Going into the session last January, transportation needs were Orange County's top priority. The county has 20 major highway projects in the works, 12 of which are behind schedule.
Last week, Deukmejian signed several bills affecting transportation in the county that were passed in the closing days of the legislative session.
Toll Roads Approved
One was a bill by Sen. John Seymour (R-Anaheim) authorizing toll roads in Orange County.
County transportation officials already have mapped a 15-mile route from Irvine to San Juan Capistrano through the hills west of the San Diego Freeway as the prime candidate for the first toll road, and construction could begin as soon as 1990. The project would be the first such effort in the state.

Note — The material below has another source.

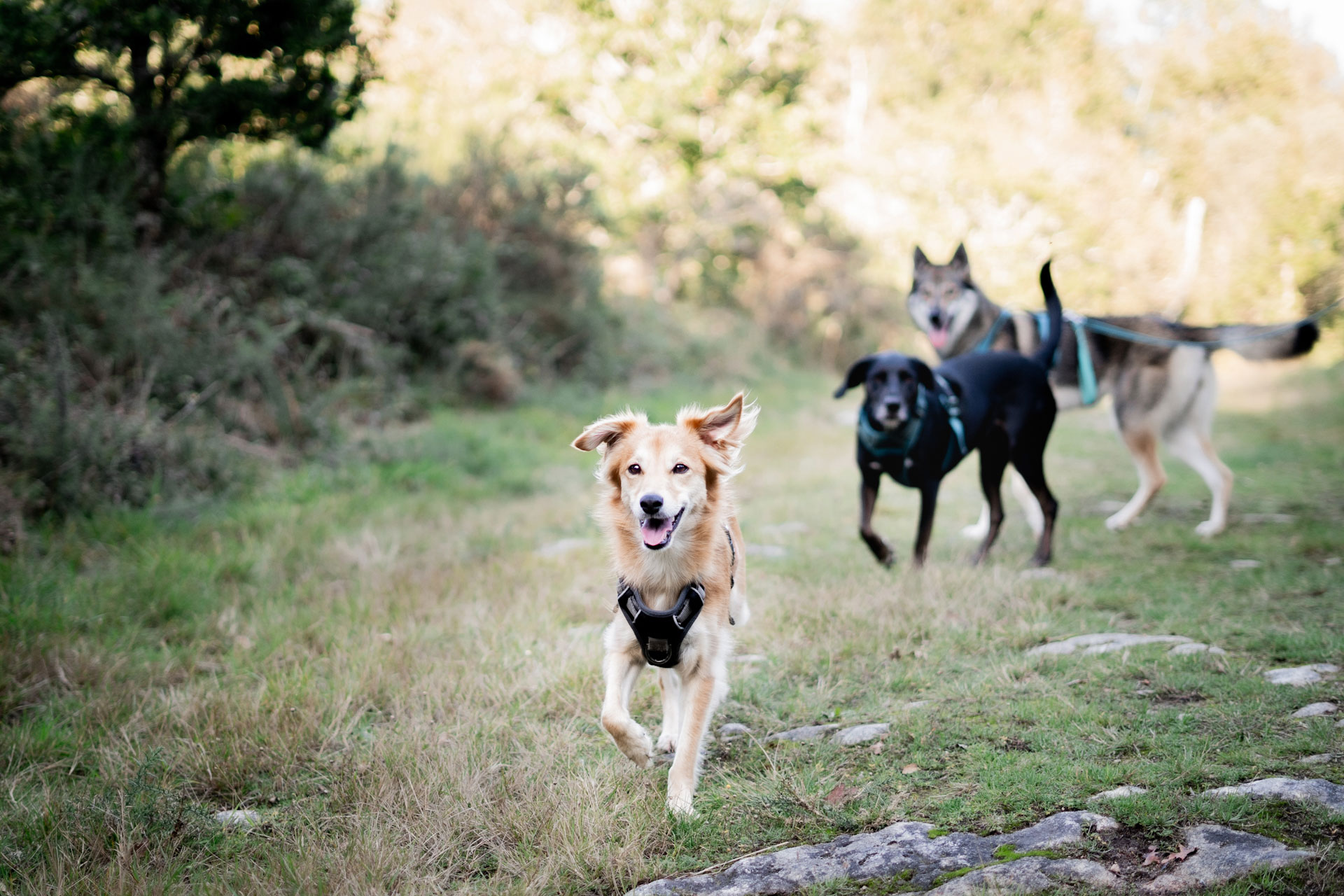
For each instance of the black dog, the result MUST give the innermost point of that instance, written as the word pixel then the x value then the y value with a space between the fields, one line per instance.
pixel 917 425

Other likely routes include a 17-mile stretch from the Riverside Freeway in Yorba Linda to Interstate 5 in Irvine, known as the Eastern Transportation Corridor, and a 32-mile route, known as the Foothill Corridor, connecting that Eastern Corridor to I-5 in San Clemente.
Seymour said he believed the Orange County delegation had its best performance this session of his five years in the Senate.
"It was a very positive year for the county," Seymour said. "I think we have begun a momentum, and now we have to keep pushing that ball."
Sen. Marian Bergeson (R-Newport Beach) pushed through a bill that will allow the county to initiate new highway construction and seek reimbursement later by the state or federal government. Because hangups in the timing of state and federal financing have caused frequent delays in highway projects, the legislation was seen as critical for Orange County.
However, Bergeson was unable to win passage for legislation that would have allowed Caltrans to contract with private firms for some engineering and design work on highway construction projects. Bergeson said that bill also would have helped cut down on costly delays.
The bill sailed through the Senate but bogged down in the Assembly when Speaker Willie Brown (D-San Francisco) added amendments requiring 15% of the contracts to be awarded to minority businesses and another 5% to businesses owned by women. At that point, the Orange County delegation refused to support the bill.
However, Bergeson expects to renew action on the measure as soon as the Legislature returns to Sacramento in January.
'Good Job' for County
"We did a good job for the county," Bergeson said. "We would lose out if we couldn't get the contracting-out bill. But the bill is sitting there. It's not dead. It's very much alive."
The problem is that, even if Bergeson's bill passed early in the next session, it would not take effect until Jan. 1, 1989. Another critical year would contribute to further delays.
Bergeson can try to get the bill passed as an emergency measure, which would make it effective earlier, but that would require approval by two-thirds of the Legislature.
"I'm not optimistic we can accomplish that because there will be some opposition to the bill," she said.
Bergeson, who is considered a strong contender for the state treasurer's position left vacant by the death of Jesse Unruh on Aug. 3., said the bill would be carried by someone else if she is no longer in the Senate in January.
Stan Oftelie, executive director of the Orange County Transportation Commission, said the county was a clear winner with transportation-related legislation this year.
"We had an exceptionally ambitious program, and we did very well," he said.
Oftelie conceded that Bergeson's contracting bill was a crucial measure, but he agreed out that it would still be around next session.
'Milestone for Us'
"The toll road bill is a tremendous milestone for us," he said. "We will move quickly on that. That was the watershed for this year."
Another long-term victory for the county was getting the state to provide it with its own Department of Transportation district office, severing the county's ties to the Los Angeles Caltrans office.
After Assemblyman Ross Johnson (R-La Habra) introduced a bill early in the session creating the office, Deukmejian bowed to pressure from politicians and business leaders and created the new office in April.
Last week, the governor signed legislation by Johnson that provided $4.1 million to staff the new Caltrans district office with 600 employees, many of whom will transfer from the Los Angeles office.
Sen. Ed Royce (R-Anaheim) said that severing ties to the Los Angeles Caltrans district office will allow Orange County top priority on new highway projects.